We look at each and every building and talk about how we can update, enhance and improve the exhibits. We talk about which artifacts stay, which do we move to storage for another day and which do we add. Our goal is to make sure the visitor first of all enjoys the exhibit, sees something new from the last visit, and wants to return again.
So what does go into the thought process of our exhibits? Let’s take a time journey into one of our last exhibit debates and maybe get an idea. For this particular session we will talk about the Log Cabin. (This log cabin originally stood just beyond the forest of Dean’s Mine, halfway between Central Valley and Highland Falls, New York. It was built sometime in the late 18th century, probably after the Revolutionary War. Like most log cabins, additions and siding were added later.)
First thought is what do we want to highlight? Yes, there may not be many changes here but it is still a necessary process we must go through.
“So what do we highlight here?”
“I think the Toe Toaster is pretty neat. It’s fun to show this to the kids.”
“I agree. Toe Toaster. Toasts bread at ground level and you use your foot to turn it over. Kids do like that.”

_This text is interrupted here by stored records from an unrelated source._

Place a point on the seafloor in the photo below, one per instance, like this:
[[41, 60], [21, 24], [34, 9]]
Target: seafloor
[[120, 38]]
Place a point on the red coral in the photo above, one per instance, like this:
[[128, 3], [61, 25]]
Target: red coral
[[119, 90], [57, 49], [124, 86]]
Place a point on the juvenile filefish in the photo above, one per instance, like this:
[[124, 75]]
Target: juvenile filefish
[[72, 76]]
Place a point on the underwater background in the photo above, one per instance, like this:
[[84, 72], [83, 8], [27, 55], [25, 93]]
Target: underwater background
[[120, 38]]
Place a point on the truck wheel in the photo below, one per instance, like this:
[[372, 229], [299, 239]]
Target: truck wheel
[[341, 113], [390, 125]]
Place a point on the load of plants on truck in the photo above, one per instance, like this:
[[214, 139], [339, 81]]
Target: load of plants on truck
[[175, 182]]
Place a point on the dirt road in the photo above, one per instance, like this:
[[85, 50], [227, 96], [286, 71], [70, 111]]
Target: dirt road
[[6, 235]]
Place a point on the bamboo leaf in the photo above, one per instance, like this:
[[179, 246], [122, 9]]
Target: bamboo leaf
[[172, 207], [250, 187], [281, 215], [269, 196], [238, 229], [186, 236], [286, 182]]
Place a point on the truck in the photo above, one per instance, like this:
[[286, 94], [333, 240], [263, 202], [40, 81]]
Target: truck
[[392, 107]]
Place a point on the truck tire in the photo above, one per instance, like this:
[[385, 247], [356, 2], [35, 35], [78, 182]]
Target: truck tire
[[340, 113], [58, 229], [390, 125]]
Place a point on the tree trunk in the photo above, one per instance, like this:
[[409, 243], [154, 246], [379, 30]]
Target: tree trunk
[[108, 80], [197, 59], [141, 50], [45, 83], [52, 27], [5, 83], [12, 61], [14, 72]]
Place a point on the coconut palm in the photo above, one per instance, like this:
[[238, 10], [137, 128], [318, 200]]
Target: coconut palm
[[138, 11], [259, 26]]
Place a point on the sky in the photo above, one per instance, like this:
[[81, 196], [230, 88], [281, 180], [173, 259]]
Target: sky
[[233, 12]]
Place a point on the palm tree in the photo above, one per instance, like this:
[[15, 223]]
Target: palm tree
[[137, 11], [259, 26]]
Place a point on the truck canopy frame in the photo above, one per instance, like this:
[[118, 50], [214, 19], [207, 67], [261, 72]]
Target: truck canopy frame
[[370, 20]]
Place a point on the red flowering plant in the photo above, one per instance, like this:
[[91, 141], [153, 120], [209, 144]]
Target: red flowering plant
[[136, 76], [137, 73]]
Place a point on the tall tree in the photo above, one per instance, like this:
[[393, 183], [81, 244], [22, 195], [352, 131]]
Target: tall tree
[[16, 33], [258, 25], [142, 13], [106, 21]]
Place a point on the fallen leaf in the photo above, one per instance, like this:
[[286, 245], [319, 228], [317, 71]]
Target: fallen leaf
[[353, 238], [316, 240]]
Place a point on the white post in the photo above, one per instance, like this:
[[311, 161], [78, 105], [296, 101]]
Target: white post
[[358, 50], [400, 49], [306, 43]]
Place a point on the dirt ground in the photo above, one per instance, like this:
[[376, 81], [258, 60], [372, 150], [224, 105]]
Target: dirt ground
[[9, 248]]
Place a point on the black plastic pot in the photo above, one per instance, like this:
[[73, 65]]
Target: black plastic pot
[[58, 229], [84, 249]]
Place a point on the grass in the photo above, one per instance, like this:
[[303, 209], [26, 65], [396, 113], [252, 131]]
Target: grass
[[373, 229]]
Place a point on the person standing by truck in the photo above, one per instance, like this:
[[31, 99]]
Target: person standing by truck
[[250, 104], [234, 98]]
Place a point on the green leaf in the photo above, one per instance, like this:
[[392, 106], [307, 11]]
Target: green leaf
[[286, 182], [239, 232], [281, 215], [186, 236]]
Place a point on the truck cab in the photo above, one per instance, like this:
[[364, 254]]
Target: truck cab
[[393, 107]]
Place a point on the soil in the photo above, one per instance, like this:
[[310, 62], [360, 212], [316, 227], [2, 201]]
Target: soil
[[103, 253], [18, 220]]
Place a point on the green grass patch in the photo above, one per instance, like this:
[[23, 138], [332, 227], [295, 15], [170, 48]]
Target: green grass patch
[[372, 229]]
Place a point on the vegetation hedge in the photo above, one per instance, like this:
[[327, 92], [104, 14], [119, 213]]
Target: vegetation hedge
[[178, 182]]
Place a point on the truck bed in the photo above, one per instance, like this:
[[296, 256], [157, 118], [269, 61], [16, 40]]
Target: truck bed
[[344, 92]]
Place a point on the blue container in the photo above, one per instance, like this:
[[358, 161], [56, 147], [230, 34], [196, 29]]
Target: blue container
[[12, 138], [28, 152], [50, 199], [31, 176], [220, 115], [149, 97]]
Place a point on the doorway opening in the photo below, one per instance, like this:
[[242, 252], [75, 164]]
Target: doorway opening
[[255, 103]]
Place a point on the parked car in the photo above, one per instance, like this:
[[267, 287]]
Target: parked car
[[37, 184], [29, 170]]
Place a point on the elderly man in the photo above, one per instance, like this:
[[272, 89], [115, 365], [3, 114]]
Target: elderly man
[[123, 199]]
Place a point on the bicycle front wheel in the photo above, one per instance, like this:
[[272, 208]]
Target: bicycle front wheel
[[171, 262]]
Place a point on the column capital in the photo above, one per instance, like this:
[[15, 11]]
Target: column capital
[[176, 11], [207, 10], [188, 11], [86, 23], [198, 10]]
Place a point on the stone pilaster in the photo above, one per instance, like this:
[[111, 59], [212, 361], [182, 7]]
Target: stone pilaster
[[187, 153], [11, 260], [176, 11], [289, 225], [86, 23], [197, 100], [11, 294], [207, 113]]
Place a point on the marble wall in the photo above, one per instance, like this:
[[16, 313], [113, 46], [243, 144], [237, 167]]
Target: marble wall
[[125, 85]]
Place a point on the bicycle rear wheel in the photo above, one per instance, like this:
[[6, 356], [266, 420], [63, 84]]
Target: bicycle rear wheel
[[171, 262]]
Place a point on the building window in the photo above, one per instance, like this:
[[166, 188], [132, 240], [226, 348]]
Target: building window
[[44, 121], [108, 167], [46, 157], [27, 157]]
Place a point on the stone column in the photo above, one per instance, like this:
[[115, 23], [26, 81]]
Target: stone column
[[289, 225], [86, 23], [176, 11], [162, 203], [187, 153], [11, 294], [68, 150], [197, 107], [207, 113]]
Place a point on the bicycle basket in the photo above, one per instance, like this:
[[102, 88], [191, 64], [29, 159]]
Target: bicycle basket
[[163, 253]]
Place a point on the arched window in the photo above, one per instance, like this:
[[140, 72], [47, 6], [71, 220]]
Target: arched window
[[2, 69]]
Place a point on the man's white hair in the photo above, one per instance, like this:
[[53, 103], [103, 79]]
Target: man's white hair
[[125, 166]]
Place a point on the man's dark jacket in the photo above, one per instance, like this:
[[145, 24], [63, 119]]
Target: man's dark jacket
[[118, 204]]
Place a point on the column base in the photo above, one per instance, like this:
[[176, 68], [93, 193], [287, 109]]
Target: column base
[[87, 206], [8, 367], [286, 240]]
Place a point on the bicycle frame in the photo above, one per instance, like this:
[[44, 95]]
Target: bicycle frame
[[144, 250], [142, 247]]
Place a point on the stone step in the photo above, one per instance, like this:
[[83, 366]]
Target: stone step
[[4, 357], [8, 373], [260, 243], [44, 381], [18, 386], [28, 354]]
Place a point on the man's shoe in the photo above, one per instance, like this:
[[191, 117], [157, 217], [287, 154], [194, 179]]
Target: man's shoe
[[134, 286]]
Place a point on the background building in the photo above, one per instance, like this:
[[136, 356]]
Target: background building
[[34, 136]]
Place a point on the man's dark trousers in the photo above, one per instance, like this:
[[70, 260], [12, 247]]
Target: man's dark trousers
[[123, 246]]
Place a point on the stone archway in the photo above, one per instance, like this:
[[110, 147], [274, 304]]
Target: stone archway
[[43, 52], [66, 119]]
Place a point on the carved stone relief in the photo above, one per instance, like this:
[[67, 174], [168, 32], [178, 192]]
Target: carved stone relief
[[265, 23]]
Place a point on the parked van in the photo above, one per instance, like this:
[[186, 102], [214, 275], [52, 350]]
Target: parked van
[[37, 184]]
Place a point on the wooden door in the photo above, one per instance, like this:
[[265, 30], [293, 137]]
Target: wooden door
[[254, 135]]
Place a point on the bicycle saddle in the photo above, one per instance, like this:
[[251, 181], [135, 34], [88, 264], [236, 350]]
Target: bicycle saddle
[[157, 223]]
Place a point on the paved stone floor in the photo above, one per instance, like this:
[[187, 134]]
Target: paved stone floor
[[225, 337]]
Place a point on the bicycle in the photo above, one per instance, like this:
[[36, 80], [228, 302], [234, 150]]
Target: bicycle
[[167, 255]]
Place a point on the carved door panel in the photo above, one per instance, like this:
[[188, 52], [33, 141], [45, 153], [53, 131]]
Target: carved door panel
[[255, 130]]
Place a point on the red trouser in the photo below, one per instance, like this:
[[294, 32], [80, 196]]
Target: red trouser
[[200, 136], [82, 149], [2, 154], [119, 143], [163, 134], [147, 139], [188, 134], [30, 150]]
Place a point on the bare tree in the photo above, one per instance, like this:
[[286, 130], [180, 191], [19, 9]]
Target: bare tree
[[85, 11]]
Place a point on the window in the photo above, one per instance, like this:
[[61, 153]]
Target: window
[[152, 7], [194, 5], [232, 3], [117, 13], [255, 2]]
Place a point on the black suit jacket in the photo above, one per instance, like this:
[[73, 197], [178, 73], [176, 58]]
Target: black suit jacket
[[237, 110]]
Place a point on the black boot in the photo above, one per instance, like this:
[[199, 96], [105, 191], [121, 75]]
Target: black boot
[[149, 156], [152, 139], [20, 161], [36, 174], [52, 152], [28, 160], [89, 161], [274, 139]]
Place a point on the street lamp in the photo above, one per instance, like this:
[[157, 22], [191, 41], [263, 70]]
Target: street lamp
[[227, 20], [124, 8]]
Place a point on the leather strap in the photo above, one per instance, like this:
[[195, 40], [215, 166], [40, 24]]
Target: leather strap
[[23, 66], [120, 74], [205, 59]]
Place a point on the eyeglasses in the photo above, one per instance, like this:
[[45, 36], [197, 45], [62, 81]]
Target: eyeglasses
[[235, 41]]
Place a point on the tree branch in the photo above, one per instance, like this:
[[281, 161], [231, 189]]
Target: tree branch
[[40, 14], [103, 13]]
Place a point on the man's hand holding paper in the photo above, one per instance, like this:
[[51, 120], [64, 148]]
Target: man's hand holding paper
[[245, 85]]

“Kids do like hearing about it. And, of course, there’s the Rope Trundle Bed and Bed Key. It has a great story and everyone is always interested.”
“Great artifacts and stories. Don’t want to make any changes there.
“Showing everyone the first brillo pad is neat. Showing everyone how pots and pans were scrubbed. Everyone should be happy they have a dish washer.”
“Also, the horn spoon/lantern. This shows how nothing was ever wasted. Not like today.”
“Are there any problems we ran into recently that we need to address or any new artifacts we should add to the interpretation?”
This conversation can go on for quite some time and very often carries over day after day. And since the buildings in the village are entwined together – Supplies for the School House and be “purchased” in the Merritt General Store – we find ourselves going from building to building over and over again.
The debate and discussion are never over as we work on making sure the visitor is informed and entertained. “Our favorite artifacts” keep prompting us to boast about what we have. We are proud and we want the demonstration and exhibit to create a discussion and conversation. And we want it to be memorable. The discussion shouldn’t end when you leave the museum. It should just take you on another route back to asking more questions.
The artifacts here at the museum are very precious and some of them, as you can imagine, are indeed very special to each of us. When you have the opportunity to visit the museum and enjoy our exhibits and displays, please take to time to talk with us. Ask us about our favorites.
As you’re leaving Museum Village, think and ask yourself: “What was my favorite artifact? What will I remember for a long time? What unexpected surprises did I enjoy the most?”